BANDA ACEH – Pemerintah sedang menghadapi tantangan penting dalam menjaga kinerja fiskal. Menurut laporan terbaru, realisasi pendapatan negara pada semester I-2025 hanya mencapai Rp1.201,8 triliun, yang merupakan angka terendah dalam tiga tahun terakhir. Angka ini menunjukkan penurunan yang signifikan, terkontraksi sebesar 9% dibandingkan periode yang sama tahun lalu, di mana pendapatan negara tercatat mencapai Rp1.320,7 triliun.
Menarik untuk dicatat, capaian ini baru mencakup 40% dari target APBN 2025, yang lebih rendah dibandingkan dengan realisasi tahun lalu yang telah mencapai 47,1% dari target APBN 2024 pada waktu yang sama. Hal ini menimbulkan pertanyaan mengenai faktor-faktor yang berkontribusi terhadap penurunan ini serta langkah-langkah yang dapat diambil untuk mengatasi masalah ini.
Penyebab Penurunan Pendapatan Negara yang Signifikan
Dalam paparan mengenai realisasi pendapatan tersebut, terdapat beberapa faktor yang memberikan kontribusi terhadap kontraksi yang terjadi. Pertama, penurunan harga minyak mentah Indonesia atau Indonesian Crude Price (ICP) menjadi salah satu penyebab utama. Pada bulan Mei 2025, harga ICP tercatat berada di angka US$70,05 per barel, jauh di bawah asumsi US$82 per barel yang ditargetkan dalam APBN 2025.
Selain itu, pengalihan dividen Badan Usaha Milik Negara (BUMN) yang mencapai sekitar Rp80 triliun ke Badan Pengelola Investasi (BPI) juga berperan dalam penurunan ini. Sebelumnya, dividen tersebut diterima langsung oleh Kementerian Keuangan melalui Pendapatan Negara Bukan Pajak (PNBP) Kekayaan Negara Dipisahkan (KND). Ini menimbulkan kesenjangan yang signifikan dalam pendapatan negara dari segmen tersebut.
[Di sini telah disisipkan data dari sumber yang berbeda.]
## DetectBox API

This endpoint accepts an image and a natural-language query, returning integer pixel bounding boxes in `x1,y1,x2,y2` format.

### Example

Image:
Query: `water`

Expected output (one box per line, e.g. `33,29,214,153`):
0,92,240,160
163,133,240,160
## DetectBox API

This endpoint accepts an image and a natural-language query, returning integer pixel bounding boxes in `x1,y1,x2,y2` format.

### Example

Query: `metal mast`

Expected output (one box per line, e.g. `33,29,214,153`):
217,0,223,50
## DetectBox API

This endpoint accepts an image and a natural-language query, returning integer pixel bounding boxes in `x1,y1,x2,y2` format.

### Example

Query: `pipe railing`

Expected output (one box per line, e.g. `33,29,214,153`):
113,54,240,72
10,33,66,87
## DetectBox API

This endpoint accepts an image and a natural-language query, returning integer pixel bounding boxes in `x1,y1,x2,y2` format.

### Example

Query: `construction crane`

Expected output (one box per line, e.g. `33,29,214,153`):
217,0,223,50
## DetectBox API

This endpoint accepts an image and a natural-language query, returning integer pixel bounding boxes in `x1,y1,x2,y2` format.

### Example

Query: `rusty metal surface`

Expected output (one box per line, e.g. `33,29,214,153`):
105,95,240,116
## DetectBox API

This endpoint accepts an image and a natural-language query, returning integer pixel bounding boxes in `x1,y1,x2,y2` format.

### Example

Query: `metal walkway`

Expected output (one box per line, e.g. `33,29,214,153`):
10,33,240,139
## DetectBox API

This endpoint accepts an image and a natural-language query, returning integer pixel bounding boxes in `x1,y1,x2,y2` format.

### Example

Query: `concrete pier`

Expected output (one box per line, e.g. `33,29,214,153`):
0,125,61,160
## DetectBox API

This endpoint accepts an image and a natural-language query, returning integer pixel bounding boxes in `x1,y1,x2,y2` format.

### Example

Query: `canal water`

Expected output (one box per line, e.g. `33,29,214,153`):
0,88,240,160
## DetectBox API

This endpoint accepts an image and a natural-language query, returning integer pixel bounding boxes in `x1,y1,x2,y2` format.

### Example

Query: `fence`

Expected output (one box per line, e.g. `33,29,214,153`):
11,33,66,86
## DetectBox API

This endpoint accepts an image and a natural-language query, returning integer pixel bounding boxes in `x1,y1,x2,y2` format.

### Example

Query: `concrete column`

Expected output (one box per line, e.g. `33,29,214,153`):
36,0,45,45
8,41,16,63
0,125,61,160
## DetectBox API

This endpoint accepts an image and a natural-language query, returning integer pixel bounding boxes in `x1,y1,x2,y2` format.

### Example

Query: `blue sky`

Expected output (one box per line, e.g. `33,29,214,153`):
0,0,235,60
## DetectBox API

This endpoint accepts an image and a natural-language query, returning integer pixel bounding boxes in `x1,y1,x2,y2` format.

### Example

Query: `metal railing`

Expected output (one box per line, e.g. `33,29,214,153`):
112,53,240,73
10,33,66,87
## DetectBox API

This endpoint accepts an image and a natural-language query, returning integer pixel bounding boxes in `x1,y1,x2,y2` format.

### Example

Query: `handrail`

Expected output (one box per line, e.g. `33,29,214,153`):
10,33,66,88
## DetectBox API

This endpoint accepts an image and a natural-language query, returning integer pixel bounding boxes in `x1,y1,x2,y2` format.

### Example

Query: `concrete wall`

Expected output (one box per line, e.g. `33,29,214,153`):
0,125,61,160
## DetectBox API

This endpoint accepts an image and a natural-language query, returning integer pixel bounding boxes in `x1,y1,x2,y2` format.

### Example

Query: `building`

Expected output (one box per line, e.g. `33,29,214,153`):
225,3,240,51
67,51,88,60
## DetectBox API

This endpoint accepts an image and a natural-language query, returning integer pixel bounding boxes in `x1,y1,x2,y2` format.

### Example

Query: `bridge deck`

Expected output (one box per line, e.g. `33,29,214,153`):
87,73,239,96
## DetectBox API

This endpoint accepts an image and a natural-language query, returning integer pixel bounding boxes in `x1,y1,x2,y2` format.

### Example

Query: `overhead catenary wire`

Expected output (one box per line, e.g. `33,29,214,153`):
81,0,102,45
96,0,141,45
Terakhir, keputusan untuk membatalkan kebijakan pajak pertambahan nilai (PPN) 12% secara umum, yang kini hanya berlaku untuk barang-barang mewah, juga turut memberikan dampak negatif. Pembatalan ini berpotensi merugikan negara hingga Rp71 triliun pada APBN 2025. Dalam konteks ini, Sri Mulyani menegaskan bahwa pendapatan negara mengalami tekanan yang sangat besar, misalnya dari segmen dividen BUMN dan PPN, dengan total potensi kehilangan hingga Rp150 triliun.
Strategi untuk Mengatasi Tantangan Fiskal ke Depan
Melihat kondisi yang ada, penting bagi pemerintah untuk merumuskan strategi yang efektif guna meningkatkan kinerja fiskal. Salah satu langkah yang dapat diambil adalah mendorong kebijakan yang lebih mendukung pertumbuhan ekonomi, salah satunya melalui peningkatan investasi dalam sektor-sektor strategis.
Pemerintah juga perlu mengkaji kembali mekanisme penerimaan pajak, agar tidak hanya bergantung pada PPN dan dividen BUMN. Diversifikasi sumber pendapatan negara bisa menjadi solusi jangka panjang yang berkelanjutan. Selain itu, komunikasi yang transparan dengan publik mengenai kondisi ekonomi dan kebijakan yang diambil merupakan langkah penting untuk membangun kepercayaan masyarakat terhadap pemerintah.